Indonésie : Libération de Détenus Condamnés pour Trafic de Drogue, un Tournant dans la Politique Pénale ?
Bali, Indonésie – L’Indonésie a connu une série de rapatriements de détenus de haut profil, tous condamnés pour des délits liés à la drogue, sous l’management du président Prabowo Subianto. Ces libérations, intervenues au cours des derniers mois, soulèvent des questions sur un possible changement de politique pénale dans le pays.
La dernière en date est celle de Lindsay Sandiford, une citoyenne britannique, libérée après plus de dix ans d’incarcération pour trafic de cocaïne. Sandiford avait été arrêtée en 2012 à Bali et condamnée à la peine de mort, commuée par la suite en une peine d’emprisonnement à vie.
En décembre dernier, Mary Jane Veloso, une ressortissante philippine, a également retrouvé sa famille après près de 15 ans passés dans le couloir de la mort.
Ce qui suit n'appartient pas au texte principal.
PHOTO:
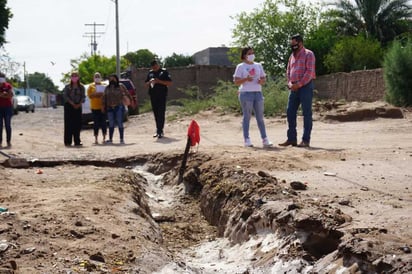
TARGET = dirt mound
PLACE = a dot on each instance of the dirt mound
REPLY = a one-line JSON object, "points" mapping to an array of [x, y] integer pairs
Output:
{"points": [[356, 111]]}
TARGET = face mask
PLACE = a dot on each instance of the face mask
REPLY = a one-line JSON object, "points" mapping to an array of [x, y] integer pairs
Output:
{"points": [[250, 58], [295, 47]]}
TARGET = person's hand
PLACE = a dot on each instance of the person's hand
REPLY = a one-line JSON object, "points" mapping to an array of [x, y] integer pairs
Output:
{"points": [[294, 87]]}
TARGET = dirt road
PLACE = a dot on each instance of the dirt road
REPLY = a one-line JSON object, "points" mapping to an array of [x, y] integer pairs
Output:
{"points": [[83, 210]]}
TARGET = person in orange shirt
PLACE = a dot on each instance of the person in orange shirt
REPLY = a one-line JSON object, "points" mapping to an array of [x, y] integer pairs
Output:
{"points": [[95, 93], [6, 108]]}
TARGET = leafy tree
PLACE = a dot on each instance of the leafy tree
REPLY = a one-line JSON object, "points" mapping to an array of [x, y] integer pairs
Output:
{"points": [[321, 41], [354, 53], [5, 16], [7, 65], [380, 19], [268, 30], [141, 58], [41, 82], [87, 65], [397, 67], [178, 60]]}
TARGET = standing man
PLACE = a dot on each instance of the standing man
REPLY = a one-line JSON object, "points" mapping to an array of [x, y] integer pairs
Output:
{"points": [[74, 95], [157, 80], [95, 93], [300, 75], [6, 108]]}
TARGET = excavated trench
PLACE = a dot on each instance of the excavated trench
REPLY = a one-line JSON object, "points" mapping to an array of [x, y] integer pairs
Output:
{"points": [[225, 219]]}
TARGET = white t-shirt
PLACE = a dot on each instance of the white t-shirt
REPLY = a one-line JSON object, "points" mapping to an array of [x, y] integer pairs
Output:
{"points": [[255, 70]]}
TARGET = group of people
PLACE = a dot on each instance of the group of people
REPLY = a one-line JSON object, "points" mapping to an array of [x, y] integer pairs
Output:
{"points": [[300, 72], [107, 102]]}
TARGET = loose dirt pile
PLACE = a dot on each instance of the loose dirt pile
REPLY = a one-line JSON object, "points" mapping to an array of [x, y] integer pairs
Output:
{"points": [[342, 205]]}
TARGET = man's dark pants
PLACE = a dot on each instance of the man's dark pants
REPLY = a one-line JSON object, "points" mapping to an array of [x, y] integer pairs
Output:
{"points": [[158, 101], [303, 97]]}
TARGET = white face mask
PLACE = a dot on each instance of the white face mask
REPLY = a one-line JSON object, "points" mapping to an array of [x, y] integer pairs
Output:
{"points": [[250, 58]]}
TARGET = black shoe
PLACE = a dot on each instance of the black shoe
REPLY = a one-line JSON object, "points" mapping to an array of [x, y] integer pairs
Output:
{"points": [[303, 144], [288, 143]]}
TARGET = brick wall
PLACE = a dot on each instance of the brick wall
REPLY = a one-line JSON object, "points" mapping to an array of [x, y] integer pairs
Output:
{"points": [[365, 85], [205, 77]]}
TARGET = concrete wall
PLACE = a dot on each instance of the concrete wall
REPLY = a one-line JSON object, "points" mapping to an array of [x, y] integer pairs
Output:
{"points": [[213, 56], [363, 85]]}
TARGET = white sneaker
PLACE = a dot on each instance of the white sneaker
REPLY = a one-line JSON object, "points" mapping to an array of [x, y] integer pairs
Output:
{"points": [[248, 143], [267, 143]]}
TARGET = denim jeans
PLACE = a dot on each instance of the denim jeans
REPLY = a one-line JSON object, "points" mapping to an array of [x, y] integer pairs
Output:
{"points": [[99, 121], [303, 97], [115, 116], [252, 101], [5, 115]]}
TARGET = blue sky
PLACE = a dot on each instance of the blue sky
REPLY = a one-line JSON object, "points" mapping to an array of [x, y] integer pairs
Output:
{"points": [[47, 34]]}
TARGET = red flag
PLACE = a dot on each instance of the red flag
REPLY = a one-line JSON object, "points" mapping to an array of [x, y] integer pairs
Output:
{"points": [[193, 132]]}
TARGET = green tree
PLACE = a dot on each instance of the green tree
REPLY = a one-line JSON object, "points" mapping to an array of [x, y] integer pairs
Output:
{"points": [[268, 30], [87, 65], [397, 67], [140, 58], [354, 53], [380, 19], [321, 41], [5, 16], [178, 60], [41, 82]]}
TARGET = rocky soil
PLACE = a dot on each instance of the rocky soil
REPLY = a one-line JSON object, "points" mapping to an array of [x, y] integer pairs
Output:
{"points": [[341, 206]]}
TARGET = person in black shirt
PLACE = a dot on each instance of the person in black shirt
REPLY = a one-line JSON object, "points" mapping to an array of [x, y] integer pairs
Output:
{"points": [[74, 95], [157, 80]]}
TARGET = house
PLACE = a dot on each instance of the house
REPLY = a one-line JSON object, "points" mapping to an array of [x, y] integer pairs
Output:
{"points": [[213, 56]]}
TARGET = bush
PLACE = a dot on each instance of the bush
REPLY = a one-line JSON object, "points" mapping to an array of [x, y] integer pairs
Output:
{"points": [[397, 69]]}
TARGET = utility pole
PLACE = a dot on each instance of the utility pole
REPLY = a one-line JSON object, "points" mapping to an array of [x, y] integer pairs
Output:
{"points": [[93, 35], [117, 40], [24, 77]]}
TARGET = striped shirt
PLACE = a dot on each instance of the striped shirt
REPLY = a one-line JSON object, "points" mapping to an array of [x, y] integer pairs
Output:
{"points": [[301, 67]]}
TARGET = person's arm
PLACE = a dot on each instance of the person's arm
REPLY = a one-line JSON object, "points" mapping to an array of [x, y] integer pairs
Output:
{"points": [[238, 79], [8, 93], [262, 77], [164, 79], [162, 82]]}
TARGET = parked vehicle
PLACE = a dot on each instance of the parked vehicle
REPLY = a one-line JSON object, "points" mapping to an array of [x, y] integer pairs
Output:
{"points": [[25, 103]]}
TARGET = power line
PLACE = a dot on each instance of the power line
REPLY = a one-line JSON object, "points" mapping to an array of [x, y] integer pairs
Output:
{"points": [[93, 35]]}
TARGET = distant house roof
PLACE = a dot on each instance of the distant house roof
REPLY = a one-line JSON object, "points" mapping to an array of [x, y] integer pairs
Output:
{"points": [[213, 56]]}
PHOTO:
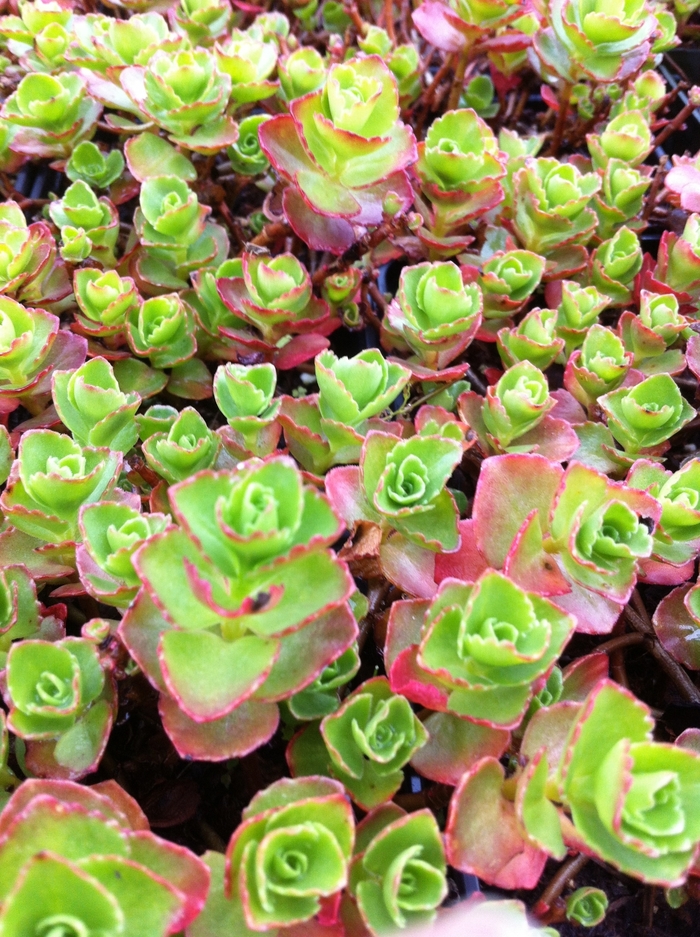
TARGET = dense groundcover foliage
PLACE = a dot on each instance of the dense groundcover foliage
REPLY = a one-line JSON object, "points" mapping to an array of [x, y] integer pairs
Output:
{"points": [[350, 505]]}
En février, Serge Atlaoui, un français de 61 ans, a été renvoyé en France après 18 ans d’attente dans les mêmes conditions.
Ces rapatriements interviennent après une période où l’Indonésie était connue pour sa ligne dure en matière de drogue, appliquant la peine de mort pour les trafiquants.Le pays a procédé à des exécutions pour la dernière fois en 2016, tuant par un peloton d’exécution un de ses propres citoyens et trois condamnés nigérians.
Le gouvernement indonésien a récemment laissé entendre qu’il pourrait reprendre les exécutions, mais la libération de ces détenus étrangers suggère une approche plus nuancée.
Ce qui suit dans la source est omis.